This past week Harald von Langsdorff sent me a copy of an article from “Inside Track Motorsport News” magazine about the Shell 4000 rally. The Shell 4000 rally was the premier North American rally of the 1960s. There were some changes from year to year, but it was basically a multi-day rally that ran across Canada. Many of the car manufacturers sponsored rally teams and many of the top rallyists, from all countries, took part in this rally. The story of the early days of the Shell 4000 rally, as reported in “Inside Track Motorsport News”, is included in the file below:
I noticed in the article that the photos were provided by Marcel Chichak. Marcel is the unofficial historian of the Shell 4000 rally. For many years he has been seeking out, borrowing, and collecting as much information about this rally as he can obtain. I think that it would be fair to say that Marcel knows more about this rally than anyone else.
One of the main discussion points in the “Inside Track Motorsport News” article is that the first two runnings of this rally, in 1961 and 1962, were won by rally teams driving Studebaker Larks. At that time Studebaker cars were being built in both United States and Canada. Many of the Studebaker Lark models were being built in Hamilton, Ontario, Canada. This post highlights the 1962 Studebaker Lark.
1962 Studebaker Lark Two-Door Sedan
It is interesting to note that during this time, Mercedes-Benz in an effort to establish a significant dealer distribution in North America had entered an agreement with Studebaker whereby Studebaker dealers sold Mercedes-Benz cars as well. It is easy to see that this business relationship between Studebaker and Mercedes-Benz influenced the design of the Studebaker Lark.
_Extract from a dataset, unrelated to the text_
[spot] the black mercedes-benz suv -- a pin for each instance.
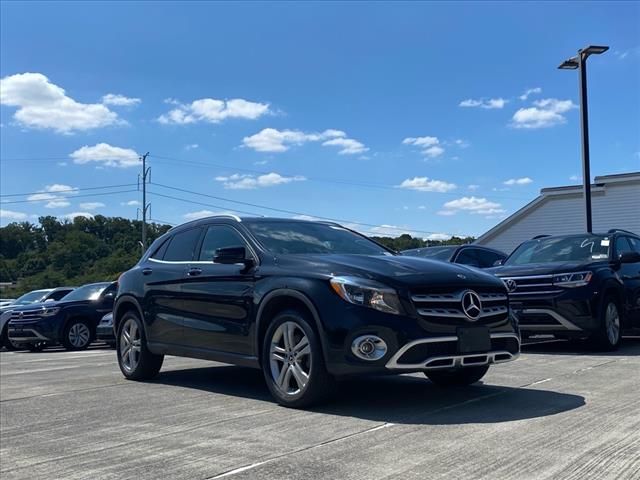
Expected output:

If you look at the grille of the Studebaker Lark, you can see the similarities with the Mercedes-Benz grille design of that era.
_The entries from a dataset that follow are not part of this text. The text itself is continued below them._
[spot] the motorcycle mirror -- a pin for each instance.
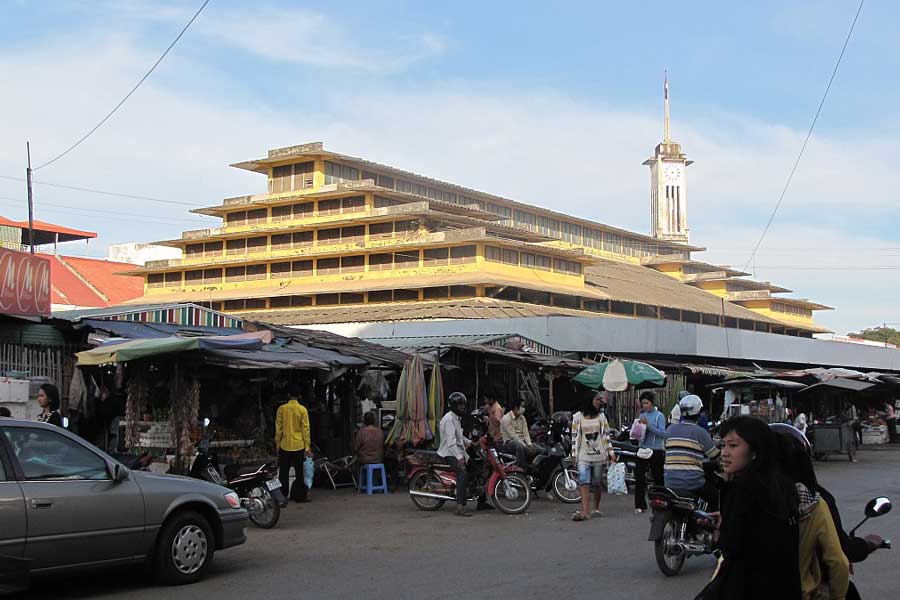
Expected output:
(878, 506)
(120, 473)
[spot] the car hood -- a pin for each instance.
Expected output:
(156, 483)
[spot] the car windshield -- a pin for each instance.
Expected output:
(46, 455)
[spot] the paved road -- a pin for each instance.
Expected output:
(343, 545)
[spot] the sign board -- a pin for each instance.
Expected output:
(24, 284)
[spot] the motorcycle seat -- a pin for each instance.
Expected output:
(431, 457)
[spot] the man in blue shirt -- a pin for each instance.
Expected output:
(654, 441)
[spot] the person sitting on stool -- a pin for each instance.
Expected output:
(369, 446)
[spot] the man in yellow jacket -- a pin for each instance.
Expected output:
(292, 443)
The two-door model shown above has the 169 cubic inch 6-cylinder inline overhead valve engine that produced 112 horsepower.
1962 Studebaker Lark Four-Door Sedan
There were a total of five different engines that were available in the Studebaker Lark cars:
169 cubic inch, 6-cylinder, single-barrel carburetor – 112 horsepower
- 259 cubic inch, V8, two-barrel carburetor – 180 horsepower
- 259 cubic inch, V8, four-barrel carburetor – 195 horsepower
- 289 cubic inch, V8, two-barrel carburetor – 210 horsepower
- 289 cubic inch, V8, four-barrel carburetor – 225 horsepower
I do not know which engine that the Studebaker Larks had when they won the Shell 4000 rally. I would guess that the performance of the Larks with the four-barrel 289 cubic inch V8 engine would be quite lively.
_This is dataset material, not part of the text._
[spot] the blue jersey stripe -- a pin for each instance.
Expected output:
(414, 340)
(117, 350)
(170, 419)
The Front Grille Has a Mercedes-Benz Influence
Despite the availability of V8 engines, the Studebaker Larks were considered to be small economy cars, suitable for family chores. However in 1962 a top-of-the-line Studebaker Lark, the Daytona Convertible, was selected to be the official pace car of the Indianapolis 500.
This Lark Has The “Dog-Dish” Style Wheel Covers
In 1962 the base price for the entry level 6-cylinder two-door sedan Studebaker Lark was $1935. The top-of-the-line Lark was the Daytona with a base price of $2,676 for the Daytona convertible.
Two-Tone Paint Was Common In The 1950s and Early 1960s
As can be seen in the photo below, this car has a “Flightomatic” automatic transmission, which was an option with all engines. The standard transmission was a column-mounted three-speed manual transmission. An optional overdrive was available for this transmission. A floor-mounted four-speed transmission was available with the optional V8 engines.
The Studebaker Lark Interior Was Very Basic
In addition to the rather mundane sedans, Studebaker Larks were also available as convertibles. An example of a Studebaker Lark convertible is shown below.
1962 Studebaker Lark Convertible
Studebakers are not normally considered to be rally cars, but their success in the early runnings of the Shell 4000 are in contrast to this widely held view. In addition, from Maurice Gastonides’ book “Rallies and Racing”, I know that Studebakers took part in the Monte Carlo rally in the 1930s.
As of January 1, 1964 all Studebaker production was being done in the Hamilton, Ontario, Canada plant. Studebaker was in rapid decline during this time and Studebaker finally production ceased in March 1966, closing the curtain on 64 years of automotive production.